= Hagnus (Attica) =

Hagnus (Ἁγνοῦς) was a deme of ancient Attica. From the mythical story of the war of the Pallantidae against Theseus, we learn that the demoi of Pallene, Gargettus, and Agnus were adjacent. When Pallas was marching from Sphettus in the Mesogaea against Athens, he placed a body of his troops in ambush at Gargettus, under the command of his two sons, who were ordered, as soon as he was engaged with the army of Theseus, to march rapidly upon Athens and take the city by surprise, But the stratagem was revealed to Theseus by Leos of Agnus, the herald of Pallas; whereupon Theseus cut to pieces the troops at Gargettus. In consequence of this a lasting enmity followed between the inhabitants of Pallene and Agnus.

The road from Sphettus to Athens passed through the opening between Mount Pentelicus and Mount Hymettus. A monastery there by the name of Ieraka (or Hieraka) is the site of Gargettus. The proximity of Pallene and Gargettus is indicated by another legend. Pallene was celebrated for its temple of Athena; and we are told that Eurystheus was buried at Gargettus in front of the temple of Athena Pallenis. We know further that Pallene lay on one of the roads from the city to Marathon.

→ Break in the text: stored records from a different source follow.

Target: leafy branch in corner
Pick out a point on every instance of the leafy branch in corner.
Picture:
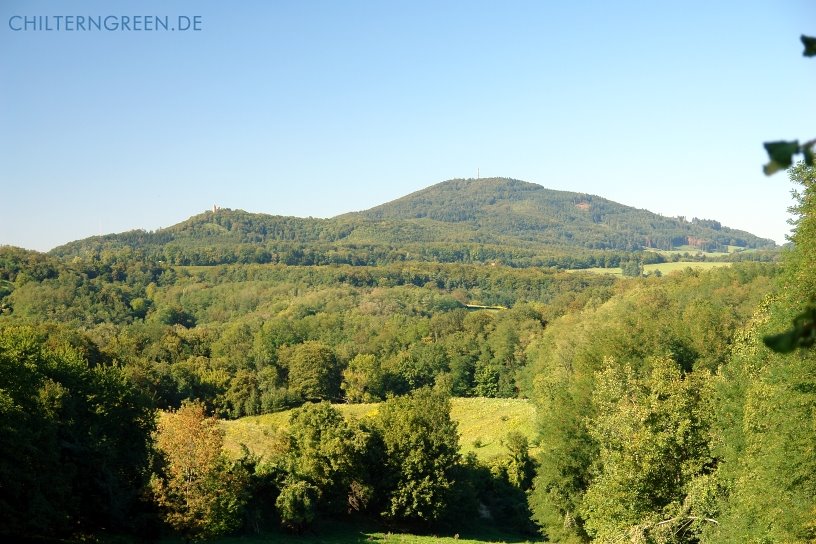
(801, 335)
(781, 153)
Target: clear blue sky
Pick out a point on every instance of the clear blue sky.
(316, 108)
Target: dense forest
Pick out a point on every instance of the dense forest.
(494, 220)
(662, 416)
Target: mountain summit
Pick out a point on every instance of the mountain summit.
(509, 208)
(507, 214)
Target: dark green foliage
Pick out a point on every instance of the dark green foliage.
(463, 221)
(421, 451)
(75, 440)
(810, 46)
(688, 319)
(312, 369)
(801, 335)
(323, 466)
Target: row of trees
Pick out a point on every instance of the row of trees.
(667, 419)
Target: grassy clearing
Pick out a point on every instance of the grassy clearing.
(483, 424)
(665, 268)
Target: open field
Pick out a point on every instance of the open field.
(665, 268)
(483, 424)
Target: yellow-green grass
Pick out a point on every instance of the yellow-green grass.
(483, 424)
(665, 268)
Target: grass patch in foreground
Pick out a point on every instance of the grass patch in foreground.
(483, 425)
(665, 268)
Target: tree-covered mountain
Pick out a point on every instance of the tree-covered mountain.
(509, 208)
(462, 220)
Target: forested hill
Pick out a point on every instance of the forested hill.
(496, 219)
(527, 211)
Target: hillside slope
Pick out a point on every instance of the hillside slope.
(498, 213)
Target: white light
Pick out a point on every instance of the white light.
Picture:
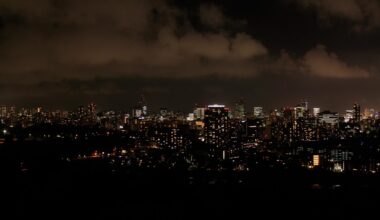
(216, 106)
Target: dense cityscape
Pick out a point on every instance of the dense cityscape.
(212, 137)
(189, 109)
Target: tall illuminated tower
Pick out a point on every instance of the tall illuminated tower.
(356, 115)
(216, 125)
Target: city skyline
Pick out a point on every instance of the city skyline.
(64, 53)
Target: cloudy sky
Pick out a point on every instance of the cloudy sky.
(272, 53)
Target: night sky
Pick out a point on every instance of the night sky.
(65, 53)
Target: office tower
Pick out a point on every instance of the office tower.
(316, 111)
(349, 115)
(143, 105)
(216, 125)
(356, 113)
(305, 105)
(369, 113)
(239, 110)
(327, 117)
(199, 113)
(258, 112)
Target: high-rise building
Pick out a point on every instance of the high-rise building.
(369, 113)
(327, 117)
(239, 110)
(258, 112)
(143, 105)
(199, 113)
(316, 111)
(349, 115)
(356, 112)
(216, 125)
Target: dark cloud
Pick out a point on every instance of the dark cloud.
(320, 62)
(364, 15)
(141, 37)
(214, 51)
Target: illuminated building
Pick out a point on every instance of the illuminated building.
(327, 117)
(369, 113)
(163, 112)
(199, 113)
(349, 115)
(216, 125)
(239, 110)
(356, 111)
(258, 112)
(316, 160)
(316, 111)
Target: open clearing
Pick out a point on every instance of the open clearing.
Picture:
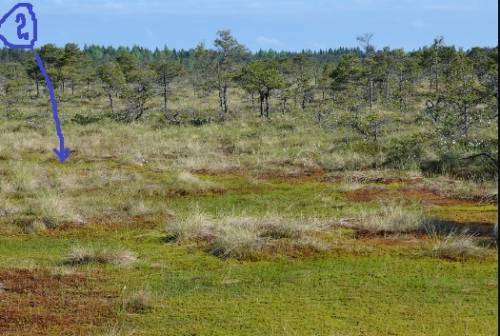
(108, 247)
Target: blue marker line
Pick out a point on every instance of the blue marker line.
(25, 18)
(62, 152)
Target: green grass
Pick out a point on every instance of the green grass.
(196, 294)
(109, 199)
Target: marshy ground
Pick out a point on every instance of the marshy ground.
(235, 230)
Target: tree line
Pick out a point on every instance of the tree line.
(364, 88)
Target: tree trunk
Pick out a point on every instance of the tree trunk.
(261, 100)
(110, 97)
(267, 104)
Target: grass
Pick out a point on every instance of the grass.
(248, 238)
(238, 229)
(82, 256)
(392, 218)
(457, 248)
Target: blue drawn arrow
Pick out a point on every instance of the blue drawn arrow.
(62, 152)
(25, 18)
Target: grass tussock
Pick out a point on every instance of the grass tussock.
(392, 218)
(84, 255)
(248, 238)
(139, 302)
(460, 247)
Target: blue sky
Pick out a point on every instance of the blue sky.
(276, 24)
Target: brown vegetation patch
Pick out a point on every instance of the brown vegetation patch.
(423, 195)
(479, 217)
(36, 302)
(386, 180)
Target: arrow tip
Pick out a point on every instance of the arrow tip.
(62, 153)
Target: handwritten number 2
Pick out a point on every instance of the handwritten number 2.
(20, 18)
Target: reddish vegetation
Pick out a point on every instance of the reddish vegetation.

Between the monastery of Ieraka and the small village of Charvati, a celebrated inscription respecting money due to temples was discovered, and which was probably placed in the temple of Athena Pallenis. In Ieraka there was also found the boustrophedon inscription of Aristocles, which probably also came from the same temple. In one of the churches nearby, George Finlay found the following inscription fragment: ΞΕΟΦΑΝΗΣ ΠΑΛΛΗΝΕΥΣ - XEOPHANES PALLENEUS. This situation, where the roads of the Mesogaea necessarily unite in approaching Athens, is such a point as would be important, and often occupied in military operations; and accordingly, we find that on three occasions in the early history of Athens, Pallene was the scene of action; first, when Eurystheus fought against the Athenians and Heracleidae; again, when Theseus was opposed to the Pallantidae; and a third time when Peisistratus defeated the Alcmaeonidae. The inscription, however, in such a case, is not decisive evidence of location, as material may be moved (see spolia).
Agnus is placed by Ludwig Ross in the hollow which lies between the extreme northern point of Hymettus and Ieraka. William Martin Leake, on the other hand, fixes it at Markópulo, in the southern part of the Mesogaea, because Finlay found at this place an inscription, .... υλίδης Ἀγνούσιος - ... ylides Agnousious. Modern scholars favor the Markopulo location, and fix the site as southwest of Markopoulo Dardiste.

Notable among the ancient articles related to Agnus is the Fragment from the tomb of Nikarete; Nikarete was a daughter of Ktesikles of Agnus.